会見で頭を下げるみずほ銀行の岡部副頭取(右)。「上司の失敗は部下の責任」と、貧乏くじを引かされたのか? (c)朝日新聞社 @@写禁
会見で頭を下げるみずほ銀行の岡部副頭取(右)。「上司の失敗は部下の責任」と、貧乏くじを引かされたのか? (c)朝日新聞社 @@写禁
この記事の写真をすべて見る

 みずほ銀行はグループの信販会社オリエントコーポレーションを通じた暴力団関係者への融資を2年間も放置、そして金融庁に業務改善命令を出された。この問題は銀行の懲りない体質を改めて明るみに出した。

 昨年12月の金融庁の指摘から半年以上もたつのに、当時の責任者の聴取すらしていないという。お粗末すぎる対応に、別のメガバンク幹部はこう首をかしげる。

「反社会的勢力に融資していることがわかったら、ただちに返済に向けた交渉に入るのが業界の常識ですよ。取締役会で議題にするほどでなくても、少なくともトップの耳には入れておくと思うけどなあ」

 こうした風通しの悪さは、内部の派閥対立にも起因しているとの声がある。みずほ銀行は、2002年に第一勧業銀行、富士銀行、日本興業銀行の3行を再編して誕生し、今年7月にみずほコーポレート銀行と合併するという複雑な経緯をたどった。各行出身者が熾烈(しれつ)な権力争いを繰り広げてきたとされる。02年の誕生直後にATM(現金自動出入機)網が大規模なシステム障害を起こした際も、旧3行の連携の悪さも一因とされた。

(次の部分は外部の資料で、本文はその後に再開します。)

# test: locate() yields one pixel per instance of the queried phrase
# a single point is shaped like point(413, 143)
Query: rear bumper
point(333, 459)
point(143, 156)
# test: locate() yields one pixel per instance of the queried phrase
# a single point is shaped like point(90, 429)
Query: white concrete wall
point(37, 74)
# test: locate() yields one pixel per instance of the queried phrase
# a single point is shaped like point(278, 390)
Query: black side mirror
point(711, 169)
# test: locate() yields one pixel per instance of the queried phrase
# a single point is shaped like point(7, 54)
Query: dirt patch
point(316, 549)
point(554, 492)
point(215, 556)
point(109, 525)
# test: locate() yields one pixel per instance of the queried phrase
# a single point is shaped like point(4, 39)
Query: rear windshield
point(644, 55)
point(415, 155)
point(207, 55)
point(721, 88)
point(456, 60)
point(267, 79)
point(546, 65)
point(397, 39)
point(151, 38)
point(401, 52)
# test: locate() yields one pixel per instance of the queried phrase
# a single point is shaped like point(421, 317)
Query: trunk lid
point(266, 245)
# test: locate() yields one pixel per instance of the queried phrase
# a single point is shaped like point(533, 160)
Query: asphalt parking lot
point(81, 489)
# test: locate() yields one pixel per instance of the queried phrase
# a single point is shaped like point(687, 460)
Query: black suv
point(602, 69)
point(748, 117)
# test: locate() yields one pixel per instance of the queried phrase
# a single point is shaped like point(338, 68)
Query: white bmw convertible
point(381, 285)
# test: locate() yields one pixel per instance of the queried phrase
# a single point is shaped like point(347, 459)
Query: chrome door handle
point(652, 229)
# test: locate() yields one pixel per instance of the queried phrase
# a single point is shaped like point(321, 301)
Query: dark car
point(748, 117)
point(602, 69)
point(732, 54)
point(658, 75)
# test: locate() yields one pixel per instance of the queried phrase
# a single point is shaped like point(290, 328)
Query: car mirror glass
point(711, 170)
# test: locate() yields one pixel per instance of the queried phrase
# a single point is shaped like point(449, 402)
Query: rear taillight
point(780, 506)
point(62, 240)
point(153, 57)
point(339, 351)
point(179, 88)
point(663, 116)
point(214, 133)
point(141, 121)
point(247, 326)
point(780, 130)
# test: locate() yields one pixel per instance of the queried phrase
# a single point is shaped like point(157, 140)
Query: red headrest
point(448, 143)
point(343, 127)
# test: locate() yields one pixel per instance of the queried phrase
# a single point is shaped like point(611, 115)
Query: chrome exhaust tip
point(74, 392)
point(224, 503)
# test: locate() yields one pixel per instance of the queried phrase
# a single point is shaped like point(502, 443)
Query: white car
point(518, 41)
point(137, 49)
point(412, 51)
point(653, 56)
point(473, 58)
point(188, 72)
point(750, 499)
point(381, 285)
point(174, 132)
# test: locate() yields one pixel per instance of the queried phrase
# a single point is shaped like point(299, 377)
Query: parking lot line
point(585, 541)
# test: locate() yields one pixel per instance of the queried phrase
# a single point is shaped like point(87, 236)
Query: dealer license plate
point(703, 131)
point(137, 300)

 楽天証券経済研究所の山崎元・客員研究員がこう指摘する。

「法人相手の融資をしてきた興銀出身者にしたら、『おれたちは、自転車で小口の預金を集めて回っていたようなやつらとは違う』というプライドがある。一方、富士や一勧の出身者は人数が多く、『興銀を救済するために合併してやったんだ』という意識。互いに譲らず、勢力争いが固定化してしまっているのではないか」

 今回の件では、問題が発覚した10年当時、副頭取、オリコの会長と社長が一勧出身だった。この「同窓」の間だけで情報が止まり、富士出身の頭取には話が回らなかった……と解釈すると、うなずけるだろうか。誕生から10年たっても終わらない「骨肉の争い」が情報共有を阻み、不祥事につながったのだとしたら、あまりにも情けない。